Part XXII

207 11 6
                                    

Obudził mnie kujący ból głowy spowodowany wczorajszym stresem. Rozejrzałam się dookoła i zdałam sobie sprawę, że leże w moim łóżku, sama. Trochę miałam nadzieję, że Vin zostanie, ale przecież to dorosły mężczyzna.

Wyszłam z łazienki ogarnięta o 4 rano. Weszłam do garderoby i wybrałam czarne jeansy oraz biały t-shirt, a na stopy założyłam jasne skarpetki. Zbiegłam na dół kulejąc lekko i weszłam do kuchni. Zaczęłam rozglądać się po całym wnętrzu, gdzie tutaj jest jakaś woda?

Zrezygnowana tym, że jej nie znajdę, chciałam już się napić kranówki, ale usłyszałam jak ktoś schodzi po schodach. Mam nadzieję, że nikogo nie obudziłam, ale jak usłyszałam, że ktoś się całuje, pomyślałam, że pewnie to Ariana i Will, ale Ariana nie wstałaby tak wcześnie. Czyli jakiś z domowników ma dziewczynę, albo partnerkę seksualną.

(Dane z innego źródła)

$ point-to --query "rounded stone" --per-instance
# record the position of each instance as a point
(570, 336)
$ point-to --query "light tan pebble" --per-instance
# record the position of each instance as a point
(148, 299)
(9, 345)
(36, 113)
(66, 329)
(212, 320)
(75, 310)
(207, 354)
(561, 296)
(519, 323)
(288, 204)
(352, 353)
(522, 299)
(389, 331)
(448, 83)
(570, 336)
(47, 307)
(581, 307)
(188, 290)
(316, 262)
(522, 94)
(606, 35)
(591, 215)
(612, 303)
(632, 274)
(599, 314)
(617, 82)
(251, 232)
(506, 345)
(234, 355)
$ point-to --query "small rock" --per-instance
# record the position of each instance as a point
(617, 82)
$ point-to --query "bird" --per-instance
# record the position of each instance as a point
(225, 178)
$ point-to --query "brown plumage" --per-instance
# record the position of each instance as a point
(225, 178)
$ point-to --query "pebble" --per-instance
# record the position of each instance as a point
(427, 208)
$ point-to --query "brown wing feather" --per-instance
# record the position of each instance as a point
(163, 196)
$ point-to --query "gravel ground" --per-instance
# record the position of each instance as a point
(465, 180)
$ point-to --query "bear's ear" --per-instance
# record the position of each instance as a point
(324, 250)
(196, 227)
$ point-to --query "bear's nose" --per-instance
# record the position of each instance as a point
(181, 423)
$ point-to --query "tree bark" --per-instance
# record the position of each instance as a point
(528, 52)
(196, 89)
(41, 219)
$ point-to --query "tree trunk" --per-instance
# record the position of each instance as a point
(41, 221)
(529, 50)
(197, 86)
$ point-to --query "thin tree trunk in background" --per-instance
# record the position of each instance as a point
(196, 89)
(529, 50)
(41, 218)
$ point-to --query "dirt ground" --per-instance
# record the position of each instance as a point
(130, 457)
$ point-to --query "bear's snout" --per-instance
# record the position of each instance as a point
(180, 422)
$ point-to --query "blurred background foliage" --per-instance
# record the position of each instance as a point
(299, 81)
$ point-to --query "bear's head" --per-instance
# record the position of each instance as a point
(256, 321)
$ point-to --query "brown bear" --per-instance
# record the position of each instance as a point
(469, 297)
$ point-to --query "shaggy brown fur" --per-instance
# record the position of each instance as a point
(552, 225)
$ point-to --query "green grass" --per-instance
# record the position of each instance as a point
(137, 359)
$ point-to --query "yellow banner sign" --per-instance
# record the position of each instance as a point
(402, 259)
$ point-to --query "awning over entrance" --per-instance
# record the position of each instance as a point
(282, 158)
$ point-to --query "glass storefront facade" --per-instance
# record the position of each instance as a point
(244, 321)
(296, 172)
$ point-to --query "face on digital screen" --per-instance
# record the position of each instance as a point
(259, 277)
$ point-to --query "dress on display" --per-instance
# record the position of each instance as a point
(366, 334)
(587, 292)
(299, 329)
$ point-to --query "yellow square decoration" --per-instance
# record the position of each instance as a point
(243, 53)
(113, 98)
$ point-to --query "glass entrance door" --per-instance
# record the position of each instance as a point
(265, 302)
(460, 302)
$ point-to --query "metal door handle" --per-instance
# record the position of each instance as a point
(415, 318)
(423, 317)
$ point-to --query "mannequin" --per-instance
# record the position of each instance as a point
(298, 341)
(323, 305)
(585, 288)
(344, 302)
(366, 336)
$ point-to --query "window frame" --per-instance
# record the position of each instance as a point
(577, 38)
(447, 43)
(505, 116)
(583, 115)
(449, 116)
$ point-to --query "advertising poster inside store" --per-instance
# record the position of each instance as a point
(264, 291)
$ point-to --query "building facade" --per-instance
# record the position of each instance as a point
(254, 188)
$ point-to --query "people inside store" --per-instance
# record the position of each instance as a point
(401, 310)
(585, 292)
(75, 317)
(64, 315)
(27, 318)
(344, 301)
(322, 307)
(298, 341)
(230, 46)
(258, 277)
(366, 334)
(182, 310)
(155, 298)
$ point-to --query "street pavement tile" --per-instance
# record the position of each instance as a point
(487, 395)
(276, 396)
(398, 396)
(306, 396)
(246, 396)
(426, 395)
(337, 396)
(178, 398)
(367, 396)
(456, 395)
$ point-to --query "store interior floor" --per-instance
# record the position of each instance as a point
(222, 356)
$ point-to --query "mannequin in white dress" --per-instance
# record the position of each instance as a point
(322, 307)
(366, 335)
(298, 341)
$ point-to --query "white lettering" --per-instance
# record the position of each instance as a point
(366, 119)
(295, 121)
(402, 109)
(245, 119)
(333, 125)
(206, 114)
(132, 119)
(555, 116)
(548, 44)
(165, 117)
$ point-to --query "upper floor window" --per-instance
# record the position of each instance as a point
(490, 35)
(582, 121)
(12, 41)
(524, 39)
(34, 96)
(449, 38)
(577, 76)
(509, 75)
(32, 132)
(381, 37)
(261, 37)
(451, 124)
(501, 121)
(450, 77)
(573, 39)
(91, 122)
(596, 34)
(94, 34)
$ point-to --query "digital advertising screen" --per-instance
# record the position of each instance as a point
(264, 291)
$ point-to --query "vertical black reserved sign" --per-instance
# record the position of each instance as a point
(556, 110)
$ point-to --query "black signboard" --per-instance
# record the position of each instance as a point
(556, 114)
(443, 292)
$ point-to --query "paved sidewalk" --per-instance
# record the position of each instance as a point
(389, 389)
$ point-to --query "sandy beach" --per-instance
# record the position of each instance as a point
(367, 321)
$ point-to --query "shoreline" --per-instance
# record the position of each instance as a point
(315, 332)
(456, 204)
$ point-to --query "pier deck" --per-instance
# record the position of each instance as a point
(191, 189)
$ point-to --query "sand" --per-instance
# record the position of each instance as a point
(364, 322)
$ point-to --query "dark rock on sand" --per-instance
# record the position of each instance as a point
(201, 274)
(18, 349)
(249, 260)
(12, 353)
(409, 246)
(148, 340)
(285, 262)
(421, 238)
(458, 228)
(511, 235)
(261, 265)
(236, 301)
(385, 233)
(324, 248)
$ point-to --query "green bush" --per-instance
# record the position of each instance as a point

-Do zobaczenia skarbie - szepnął ktoś, a po holu rozległ się dźwięk klepnięcia w pośladek i chichotu dziewczyny.

-Papa - pożegnała się jakaś dziewczyna piskliwym tonem.

Po chwili ktoś znowu zszedł po schodach.

-Musisz zapraszać tutaj te swoje panienki? - zapytał Vincent.

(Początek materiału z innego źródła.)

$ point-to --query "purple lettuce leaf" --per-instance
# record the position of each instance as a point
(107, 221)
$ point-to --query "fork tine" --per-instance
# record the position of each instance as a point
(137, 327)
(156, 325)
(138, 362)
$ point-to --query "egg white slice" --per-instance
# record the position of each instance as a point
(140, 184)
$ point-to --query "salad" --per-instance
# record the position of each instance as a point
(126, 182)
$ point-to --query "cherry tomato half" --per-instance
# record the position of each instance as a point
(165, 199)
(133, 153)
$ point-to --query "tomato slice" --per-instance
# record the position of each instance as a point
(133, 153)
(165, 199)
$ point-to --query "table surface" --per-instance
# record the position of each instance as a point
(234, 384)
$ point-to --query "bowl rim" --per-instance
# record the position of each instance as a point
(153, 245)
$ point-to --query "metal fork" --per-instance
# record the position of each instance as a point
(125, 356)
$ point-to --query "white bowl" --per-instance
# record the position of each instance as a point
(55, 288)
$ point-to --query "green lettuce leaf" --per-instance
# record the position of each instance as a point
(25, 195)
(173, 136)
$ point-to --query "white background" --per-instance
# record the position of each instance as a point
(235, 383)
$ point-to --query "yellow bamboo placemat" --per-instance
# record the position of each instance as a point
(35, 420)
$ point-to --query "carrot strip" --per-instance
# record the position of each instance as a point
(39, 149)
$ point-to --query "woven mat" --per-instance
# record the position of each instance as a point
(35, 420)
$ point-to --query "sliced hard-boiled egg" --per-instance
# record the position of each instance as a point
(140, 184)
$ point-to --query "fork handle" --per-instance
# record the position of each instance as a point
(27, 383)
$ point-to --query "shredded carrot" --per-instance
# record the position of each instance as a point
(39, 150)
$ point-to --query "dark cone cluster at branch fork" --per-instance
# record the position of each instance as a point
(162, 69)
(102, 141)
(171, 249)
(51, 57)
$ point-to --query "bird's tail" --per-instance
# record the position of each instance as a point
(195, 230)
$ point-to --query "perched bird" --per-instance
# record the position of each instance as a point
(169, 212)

-Nie będziesz mnie pouczał - odpyskował, a ja poczułam jak rósł we mnie stres przez to, że podsłuchuje.

-Jestem twoim starszym bratem i jesteś pod moim dachem, więc wymagam jakiegoś zobowiązującego zachowania - powiedział twardo.

-Ale nie zachowujesz się na starszego brata - odpyskował, a ja poczułam jak zawinął mi się supeł na żołądku. -Przez półtora roku byłeś wrakiem człowieka przez tą pizdę - warknął.

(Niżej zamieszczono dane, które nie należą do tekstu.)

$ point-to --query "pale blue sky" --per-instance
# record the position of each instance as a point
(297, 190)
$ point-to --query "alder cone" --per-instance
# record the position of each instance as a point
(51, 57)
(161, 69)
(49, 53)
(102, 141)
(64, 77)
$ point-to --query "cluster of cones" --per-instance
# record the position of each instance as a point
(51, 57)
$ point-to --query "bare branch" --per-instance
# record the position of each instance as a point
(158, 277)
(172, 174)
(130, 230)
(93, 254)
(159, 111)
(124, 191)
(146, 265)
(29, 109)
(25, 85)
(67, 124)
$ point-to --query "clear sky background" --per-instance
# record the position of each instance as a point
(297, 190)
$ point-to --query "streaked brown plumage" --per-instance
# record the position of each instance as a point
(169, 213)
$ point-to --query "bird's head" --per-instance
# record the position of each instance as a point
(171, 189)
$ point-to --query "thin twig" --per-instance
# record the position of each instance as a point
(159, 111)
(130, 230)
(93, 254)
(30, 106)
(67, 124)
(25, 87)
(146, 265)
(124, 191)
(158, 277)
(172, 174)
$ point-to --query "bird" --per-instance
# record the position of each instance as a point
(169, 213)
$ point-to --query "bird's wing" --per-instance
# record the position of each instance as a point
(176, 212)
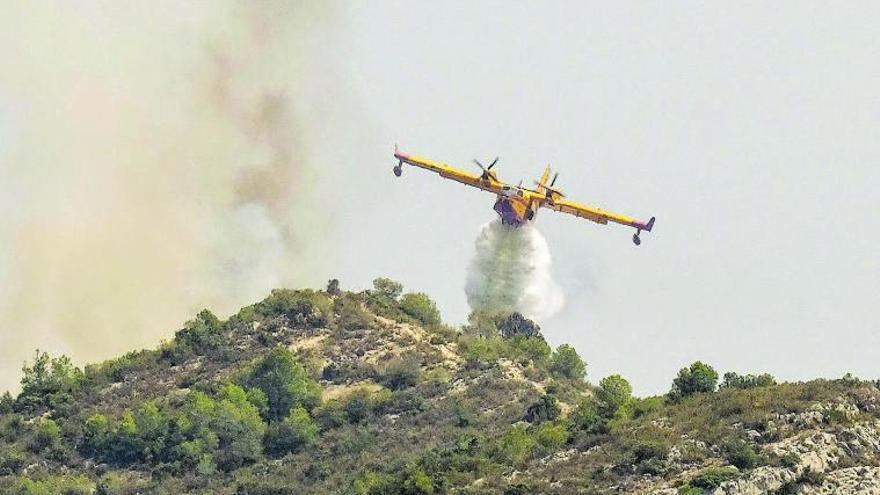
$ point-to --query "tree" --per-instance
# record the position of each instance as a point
(734, 380)
(586, 418)
(388, 288)
(515, 325)
(48, 383)
(285, 382)
(420, 307)
(294, 433)
(566, 363)
(698, 378)
(46, 436)
(6, 403)
(613, 393)
(333, 287)
(401, 372)
(545, 409)
(202, 334)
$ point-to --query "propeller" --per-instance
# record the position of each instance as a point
(486, 169)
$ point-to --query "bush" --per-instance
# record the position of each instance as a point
(741, 454)
(6, 403)
(545, 409)
(202, 335)
(49, 383)
(285, 382)
(514, 447)
(387, 288)
(11, 462)
(401, 372)
(533, 349)
(294, 433)
(330, 414)
(351, 316)
(420, 307)
(566, 363)
(516, 325)
(46, 436)
(550, 436)
(333, 287)
(734, 380)
(301, 307)
(698, 378)
(614, 392)
(361, 403)
(586, 418)
(711, 478)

-Nie nazywaj jej tak - syknął, a ja poczułam się jeszcze gorzej.

-A jak mam ją nazywać? - zapytał. - Zniszczyła życie tobie i nam. Andy i Mike zapierdalali za ciebie przez rok, a ty nawet nie jesteś w stanie im za to podziękować - warknął, a ja teraz poczułam się jak największy śmieć tego świata. Moim jedynym marzeniem jest teraz być przy Calum'ie i być przez niego poniżaną, może chociaż jemu nie zniszczyłam życia.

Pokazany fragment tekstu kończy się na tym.